18 - 27 - Aberdeen, Aberdeen City, Scotland.

it becomes very clear that whilst Northern Ireland still holds the top spot in terms of time spent there, I have now spent more than half my life in other places.  In a few years time, assuming I stay in Aberdeen all that time, and that seems likely at the moment, I will have lived there for the longest portion of my life.  That seems like a momentous thought, like I should notice when it happens immediately and that the whole balance of my life must shift, but I suspect that it will pass completely unnoticed.

And this brings me, tenuously, to a second topic.  Being at home has given me the opportunity to see my maternal grandmother again.  She has Alzheimer's and, seeing her as irregularly as I do, I find her in an increasingly worse state each time.  Before I left for university she was still fairly compus mentis, with just the occasional lapse in memory.  As the years have passed she's moved into a nursing home and has begun to forget who all the relatives visiting her are.

The last time I saw her she didn't seem to know I was her grandson, but saw me as someone she cared about a lot nonetheless.  She always smiled and laughed and talked about how lovely I was.  It was very moving in a strange way; sad and yet reassuring that she seemed so happy.

I visited her again yesterday - the first time in about a year and a half.  She didn't speak at all, just smiled and laughed and hummed along to the Viennese waltz from The Sound of Music playing on the big screen TV.  She could hardly stay awake.
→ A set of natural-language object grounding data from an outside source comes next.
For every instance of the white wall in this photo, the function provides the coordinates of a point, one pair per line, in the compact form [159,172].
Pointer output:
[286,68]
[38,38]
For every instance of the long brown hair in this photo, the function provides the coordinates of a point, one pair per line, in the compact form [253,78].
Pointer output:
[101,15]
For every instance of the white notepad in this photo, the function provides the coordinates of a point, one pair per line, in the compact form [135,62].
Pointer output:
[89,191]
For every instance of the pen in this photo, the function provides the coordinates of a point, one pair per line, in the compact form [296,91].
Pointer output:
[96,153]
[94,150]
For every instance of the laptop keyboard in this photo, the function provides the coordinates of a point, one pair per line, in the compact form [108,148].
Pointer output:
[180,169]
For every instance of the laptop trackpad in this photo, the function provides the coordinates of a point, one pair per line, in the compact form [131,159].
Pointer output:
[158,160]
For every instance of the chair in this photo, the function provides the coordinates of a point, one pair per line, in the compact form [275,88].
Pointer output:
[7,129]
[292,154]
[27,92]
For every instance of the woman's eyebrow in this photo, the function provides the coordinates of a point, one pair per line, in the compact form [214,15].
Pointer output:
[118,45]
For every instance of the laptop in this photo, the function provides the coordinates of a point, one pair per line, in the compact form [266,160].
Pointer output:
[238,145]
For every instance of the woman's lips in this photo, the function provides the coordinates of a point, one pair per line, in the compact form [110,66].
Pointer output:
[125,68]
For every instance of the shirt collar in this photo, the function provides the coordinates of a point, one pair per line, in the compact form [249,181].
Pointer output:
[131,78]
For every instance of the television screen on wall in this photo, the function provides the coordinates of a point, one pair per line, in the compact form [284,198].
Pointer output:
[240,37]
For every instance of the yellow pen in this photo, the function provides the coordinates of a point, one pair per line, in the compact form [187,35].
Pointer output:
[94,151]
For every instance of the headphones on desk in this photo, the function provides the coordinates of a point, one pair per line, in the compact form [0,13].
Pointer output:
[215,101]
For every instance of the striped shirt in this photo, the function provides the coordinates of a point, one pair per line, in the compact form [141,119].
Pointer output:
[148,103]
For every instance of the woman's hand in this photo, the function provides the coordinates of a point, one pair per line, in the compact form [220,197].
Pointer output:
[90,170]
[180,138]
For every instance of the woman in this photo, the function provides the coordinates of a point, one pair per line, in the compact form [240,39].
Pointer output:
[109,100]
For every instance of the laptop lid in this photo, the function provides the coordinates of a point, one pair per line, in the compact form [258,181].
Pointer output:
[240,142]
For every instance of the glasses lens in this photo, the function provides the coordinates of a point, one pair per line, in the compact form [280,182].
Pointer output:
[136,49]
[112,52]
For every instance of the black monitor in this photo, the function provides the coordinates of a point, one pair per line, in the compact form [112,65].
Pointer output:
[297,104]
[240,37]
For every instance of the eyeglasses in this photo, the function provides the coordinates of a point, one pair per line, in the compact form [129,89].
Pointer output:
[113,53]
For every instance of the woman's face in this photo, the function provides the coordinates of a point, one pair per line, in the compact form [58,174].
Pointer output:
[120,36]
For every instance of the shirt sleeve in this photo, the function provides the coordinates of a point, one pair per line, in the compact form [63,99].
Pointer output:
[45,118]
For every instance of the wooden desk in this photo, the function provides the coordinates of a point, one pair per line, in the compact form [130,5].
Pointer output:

I know that she wasn't unhappy, or distressed by her situation at all, and yet I had so much trouble reconciling the sleepy, blissfully unaware old woman with the bright, sometimes fearsome lady I remember visiting as a child in Birkenhead.  Back then she was looking after her own mother at home, a hunched over figure in a chair and a blanket with a basket of sweets from which I was often treated.  I don't remember her very well other than that, but I know that my grandmother must have worked very hard to look after her in her own home.

I remember flying back over to the Wirral with my mother sometime after we'd moved to Northern Ireland for the funeral, which I did not actually go to.  It didn't really mean much to me then.

I wonder now alot of things and they all make me feel sad.  When might I get called over here for my grandmother's funeral?  Will there come a time when I might see my own mother fall into such a decline?

I hope and pray that I do not, but there is some comfort from knowing that we all must face moments like this, one way or another.  It is likely that Jesus faced Joseph's death early-on in his life.  In this as in all things we can go to him for comfort.  He taught us that we need not worry about the future because our Father in heaven knows the things we truly need and will provide them for us.  We need to focus on what we're doing day by day and making the most of our lives.

I had aspirations of rounding this point off in some profound fashion, however I'm now being distracted by television - oh irony of ironies - and cannot think straight.  Go figure.